- War in Afghanistan: A Crime Against Humanity
The decade-long war waged by the US and its allies in Afghanistan does not seem to be coming to an end. With tremendous civilian casualties and a ruined economy and institutions, the justification for the war seems to be dubious and ill-considered.
The war against Afghanistan was an act of illegal aggression by the United States and NATO despite its being presented as a response to 9/11, believes Michel Chossudovsky, editor at the Centre for Research on Globalization. However, “Afghanistan as a country was not behind the attack,” he underlines.
The legacy of the war which started in 2001 is a wrecked economy and institutions, lack of public health and mass unemployment, he adds. Chossudovsky doubts that it is possible to plan a large-scale war in Central Asia in just four weeks.

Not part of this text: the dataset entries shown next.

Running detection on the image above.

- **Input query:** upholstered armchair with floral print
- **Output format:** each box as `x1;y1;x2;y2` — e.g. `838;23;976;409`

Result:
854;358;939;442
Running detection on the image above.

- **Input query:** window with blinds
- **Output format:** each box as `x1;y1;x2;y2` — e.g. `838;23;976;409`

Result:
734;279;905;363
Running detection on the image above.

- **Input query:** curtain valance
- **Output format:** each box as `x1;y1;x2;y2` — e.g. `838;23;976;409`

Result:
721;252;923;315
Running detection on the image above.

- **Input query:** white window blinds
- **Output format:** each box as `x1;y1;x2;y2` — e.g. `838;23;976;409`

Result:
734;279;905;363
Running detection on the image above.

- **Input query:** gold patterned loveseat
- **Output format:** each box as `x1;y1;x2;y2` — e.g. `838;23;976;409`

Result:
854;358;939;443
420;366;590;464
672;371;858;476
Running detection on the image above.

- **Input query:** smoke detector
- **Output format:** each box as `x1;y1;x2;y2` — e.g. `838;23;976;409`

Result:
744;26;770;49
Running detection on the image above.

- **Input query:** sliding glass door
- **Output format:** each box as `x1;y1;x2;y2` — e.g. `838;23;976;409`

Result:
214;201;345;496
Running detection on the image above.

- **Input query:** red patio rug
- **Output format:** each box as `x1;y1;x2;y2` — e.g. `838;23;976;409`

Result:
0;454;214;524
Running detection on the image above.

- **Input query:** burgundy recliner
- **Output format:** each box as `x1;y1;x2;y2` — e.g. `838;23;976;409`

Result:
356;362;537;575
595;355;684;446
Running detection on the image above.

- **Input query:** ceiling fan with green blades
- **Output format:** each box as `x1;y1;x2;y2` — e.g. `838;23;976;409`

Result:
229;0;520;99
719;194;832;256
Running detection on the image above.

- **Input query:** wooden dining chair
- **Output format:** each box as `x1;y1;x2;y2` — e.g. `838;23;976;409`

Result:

“The war on Afghanistan was on the drawing board of the Pentagon. It was in advanced stages of planning before 9/11,” he claims. “And 9/11 provided the pretext and justification for waging a war on a sovereign country, an impoverished country in Central Asia,” he says, labeling it as a fabricated pretext. “This war still stands out as violation of international law and a crime against humanity,” he claims.
On the eve of the 10th anniversary of the invasion of Afghanistan, General Stanley McChrystal, former commander of coalition forces in Afghanistan, has harshly criticized the US campaign in Afghanistan, claiming that allied forces are only “50 per cent of the way” towards achieving their goals.
The retired general said, “We didn’t know enough and we still don’t know enough. Most of us, me included, had a very superficial understanding of the situation and history, and we had a frighteningly simplistic view of recent history, the last 50 years.”
According to Michel Chossudovsky, “the statement by General McChrystal is a cynical statement.” He notes that it somehow suggests that this is a humanitarian operation to come to the rescue of the people of Afghanistan, while all the evidence demonstrates quite the opposite.